There are two types of fapiaos:

General VAT Fapiao

This is issued as evidence of payment. This invoice type does not allow for VAT deduction and is typically used for business to consumer (B2C), sales that involve end-user consumers, and tax-free transactions. Since the general VAT invoice is simpler than the special VAT invoice (below), this process for electronic issuance has been available for several years.

Special VAT Fapiao

This type of fapiao, on the other hand, is issued by general taxpayers to customers who are selling commodities or providing taxable services. This includes transactions like sales to manufacturers or to distributors who will resell the product.

How Does Integration Work with Oracle ERP Cloud?

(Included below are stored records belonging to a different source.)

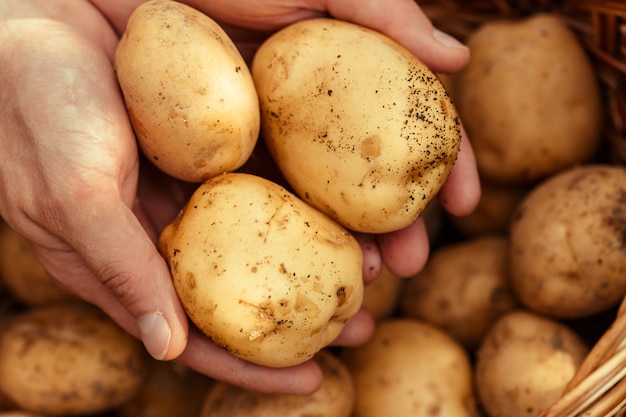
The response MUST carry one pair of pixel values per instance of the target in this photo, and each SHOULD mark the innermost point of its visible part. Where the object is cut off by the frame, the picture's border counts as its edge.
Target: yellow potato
(361, 129)
(68, 359)
(529, 99)
(188, 91)
(567, 243)
(464, 288)
(334, 398)
(411, 368)
(524, 364)
(262, 273)
(22, 273)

When CTR integrates your ERP with Golden Tax, we will take your output from Oracle and then programmatically supplement it with key information that Oracle does not collect, but is required by China. From there, we import it back into Oracle and run a standard Oracle process to export it to an authorized Golden Tax service provider, such as Aisino. The service provider processes it further and sends back a file with validated VAT assessments for the AR invoices. This file is then put into Oracle and reconciled with what was originally generated.

Since Oracle does not capture either type of fapiao in its AR systems, this determines taxability for you. This is critical for your business because failing to produce a fapiao when requested is considered an illegal act in China. In other words, you have no choice but to do this if you wish to conduct business in China. The question is whether you do it manually or automatically and that is usually determined by the volume of transactions. 

Adopting This Functionality Saves You Time, Money, and Headaches

Although Golden Tax can be difficult to grapple with at first, proper ERP integration will pay off for you in the long run. This is perhaps most evident in the fact that manually processing this information is extremely time-consuming and can result in costly errors. For companies that need to handle huge volumes of transactions, this is doubly true.

By properly integrating your ERP with Golden Tax, you will drastically cut down on the amount of manpower needed to properly conduct business in China, saving you money while sparing you from the potential ramifications of not adhering to Chinese regulations.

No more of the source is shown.